NEW PARADIGMS IN MANAGEMENT

I have just spent several days at the LGPro Annual Conference in Melbourne and I was quite surprised. Titled A Place for Everyone, this conference was structured in a bold way that worked amazingly well for public sector managers and it offered plenty that managers in the private sector could learn from...

It invited participants to make the connection between their personal development, leadership within their organisations, and how they personally and collectively can make a difference engaging with their communities.

I think I saw the emerging paradigm of this century being played out, and given the problems young people will have to face on their watch, I could see that top down hierarchical leadership styles have become simply irrelevant.  We have to unlock the creativity in our people, our organisations and our communities to come up with solutions in a complex modern world. The application of this thinking to community engagement in the public sector is obvious, but it was clear, too, that this was equally relevant to the private sector (think social media at the very least, but companies themselves will reflect the shift in the world around them, too). 

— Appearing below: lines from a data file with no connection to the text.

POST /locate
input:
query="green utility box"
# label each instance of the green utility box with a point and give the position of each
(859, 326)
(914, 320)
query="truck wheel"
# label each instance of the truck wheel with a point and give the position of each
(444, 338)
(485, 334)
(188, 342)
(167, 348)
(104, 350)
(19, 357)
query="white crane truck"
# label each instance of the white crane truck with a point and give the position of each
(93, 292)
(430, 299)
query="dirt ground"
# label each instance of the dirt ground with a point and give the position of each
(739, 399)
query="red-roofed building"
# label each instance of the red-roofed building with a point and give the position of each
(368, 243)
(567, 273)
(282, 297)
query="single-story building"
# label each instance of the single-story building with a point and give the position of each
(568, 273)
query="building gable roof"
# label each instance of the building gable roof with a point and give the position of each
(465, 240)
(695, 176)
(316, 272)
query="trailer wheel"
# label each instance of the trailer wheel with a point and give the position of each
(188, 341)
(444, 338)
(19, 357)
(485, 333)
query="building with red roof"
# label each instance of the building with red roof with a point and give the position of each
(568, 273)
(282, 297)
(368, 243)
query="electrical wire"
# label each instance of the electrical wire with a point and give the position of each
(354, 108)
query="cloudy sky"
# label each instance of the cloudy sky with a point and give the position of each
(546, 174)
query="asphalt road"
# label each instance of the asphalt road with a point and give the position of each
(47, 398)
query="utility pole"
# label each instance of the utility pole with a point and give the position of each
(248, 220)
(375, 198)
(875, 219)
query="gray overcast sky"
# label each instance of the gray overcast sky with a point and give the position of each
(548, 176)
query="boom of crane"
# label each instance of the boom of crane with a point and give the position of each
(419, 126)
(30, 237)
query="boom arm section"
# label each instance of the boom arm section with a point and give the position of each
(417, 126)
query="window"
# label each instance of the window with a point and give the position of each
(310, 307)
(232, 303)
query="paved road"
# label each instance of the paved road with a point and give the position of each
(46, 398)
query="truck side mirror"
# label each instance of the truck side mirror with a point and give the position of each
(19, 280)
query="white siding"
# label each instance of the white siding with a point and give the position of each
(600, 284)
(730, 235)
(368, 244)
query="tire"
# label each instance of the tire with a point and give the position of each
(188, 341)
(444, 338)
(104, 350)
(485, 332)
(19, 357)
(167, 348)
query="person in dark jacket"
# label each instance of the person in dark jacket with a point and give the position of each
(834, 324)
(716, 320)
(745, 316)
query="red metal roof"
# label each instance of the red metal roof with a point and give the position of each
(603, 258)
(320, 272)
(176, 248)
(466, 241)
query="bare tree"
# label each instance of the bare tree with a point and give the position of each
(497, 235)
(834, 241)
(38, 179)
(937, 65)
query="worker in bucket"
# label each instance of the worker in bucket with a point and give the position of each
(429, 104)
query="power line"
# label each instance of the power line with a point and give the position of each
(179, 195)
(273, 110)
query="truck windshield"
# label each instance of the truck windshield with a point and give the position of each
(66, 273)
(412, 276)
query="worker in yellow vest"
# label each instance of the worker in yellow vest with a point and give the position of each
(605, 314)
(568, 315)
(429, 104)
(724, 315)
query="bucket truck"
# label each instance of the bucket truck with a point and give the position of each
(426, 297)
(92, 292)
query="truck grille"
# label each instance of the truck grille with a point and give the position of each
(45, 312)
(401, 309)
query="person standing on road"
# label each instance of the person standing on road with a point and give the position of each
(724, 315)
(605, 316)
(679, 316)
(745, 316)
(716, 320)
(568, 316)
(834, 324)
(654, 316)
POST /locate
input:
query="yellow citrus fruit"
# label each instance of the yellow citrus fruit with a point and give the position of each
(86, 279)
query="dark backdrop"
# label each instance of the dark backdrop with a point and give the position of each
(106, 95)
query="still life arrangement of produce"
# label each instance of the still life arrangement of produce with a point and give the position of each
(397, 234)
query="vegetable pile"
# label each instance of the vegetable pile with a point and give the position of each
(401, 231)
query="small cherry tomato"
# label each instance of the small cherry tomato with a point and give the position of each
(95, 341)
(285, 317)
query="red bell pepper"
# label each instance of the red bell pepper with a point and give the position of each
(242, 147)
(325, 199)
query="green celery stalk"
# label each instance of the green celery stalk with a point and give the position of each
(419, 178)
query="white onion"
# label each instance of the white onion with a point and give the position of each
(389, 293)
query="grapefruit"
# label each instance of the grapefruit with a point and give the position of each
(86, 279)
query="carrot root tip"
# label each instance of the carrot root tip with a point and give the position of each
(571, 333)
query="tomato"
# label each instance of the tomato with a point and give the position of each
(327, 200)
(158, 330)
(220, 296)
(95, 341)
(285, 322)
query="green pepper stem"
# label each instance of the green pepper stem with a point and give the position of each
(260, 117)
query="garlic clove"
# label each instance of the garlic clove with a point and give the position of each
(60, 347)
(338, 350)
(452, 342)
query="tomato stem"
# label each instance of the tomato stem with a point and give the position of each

A keynote session with a doctor was the first surprise. Dr Craig Hassad detailed the health impacts of stress and distractedness (right down to the premature unravelling of your DNA!) and walked us through a simple Mindfulness exercise that can be done in and out of work hours. The research shows that focus and detachment of mindfulness practice actually increases our ability to empathise with others. He brought home to managers a new way of relating to demanding jobs in a simple, practical way.

Dr Craig Hassed,Senior Lecturer, Department of 
General Practice, Monash University

The next highlight was a session with Allan Priess from McArthurs in which he critiqued modern leadership literature, characterising most as falling into two camps; 'military' style - think Chief Executive Officers and the language of authority - and 'machine' style models - think operations, processes, and (us) the cogs... It's not that we can't and shouldn't have processes, but more that collectively humans are more intelligent when we collaborate than when we hang on the words of one leader. Directives from above are great in a crisis, but for the most part, what we experience now is constant innovation.

Allan Preiss, Senior Consultant,
McArthur Talent Architects

What emerged was a new vision of leadership where anyone in an organisation can have a great idea, and those around them (not just their managers) encourage them to find new solutions. These would be organisations where people are engaged and committed to their work; organisations where people are not afraid to admit that they don't know something and ask for help; organisations that nurture people was individuals, invite their input, and encourage their personal and professional development.

I heard a number of times how design teams had come up with fundamentally better civic designs when they asked communities what they wanted. Which brings me to two of the later sessions worth a mention. I sat in with reps from the Victorian Youth Parliament where we were invited to consider WHY young people seem disengaged from voting and politics. Collectively we found that young people DO care, but for them the focus is issues, it's not party based. The feedback was that young people want empowerment, not just lip-service to their views. As a parent of teenagers I know that long explanations of complex subjects don't work, yet young people will go to enormous efforts to research things that matter to them. We've got to be more honest about sharing power and be more willing to use other communications channels (who cares if it's social media if they get involved!) if we want to engage others - and I don't just mean our youth.

The last session that sticks in my mind was The Ideas Marketplace (pictured below). Sometimes we need to get out of our physical comfort zone for our minds to use new channels. This session had us moving around in the marketplace, CEOs rubbing shoulders with young people with prospects in free-flowing clusters of conversations, interjections and heckling to boot. A physical depiction of the transitions being suggested, if you will. When I cast my mind back to conferences where I've heard Customer Service Managers bemoan that they can't make the shifts they want because of barriers above, I thought this rambling market scene was a healthy change.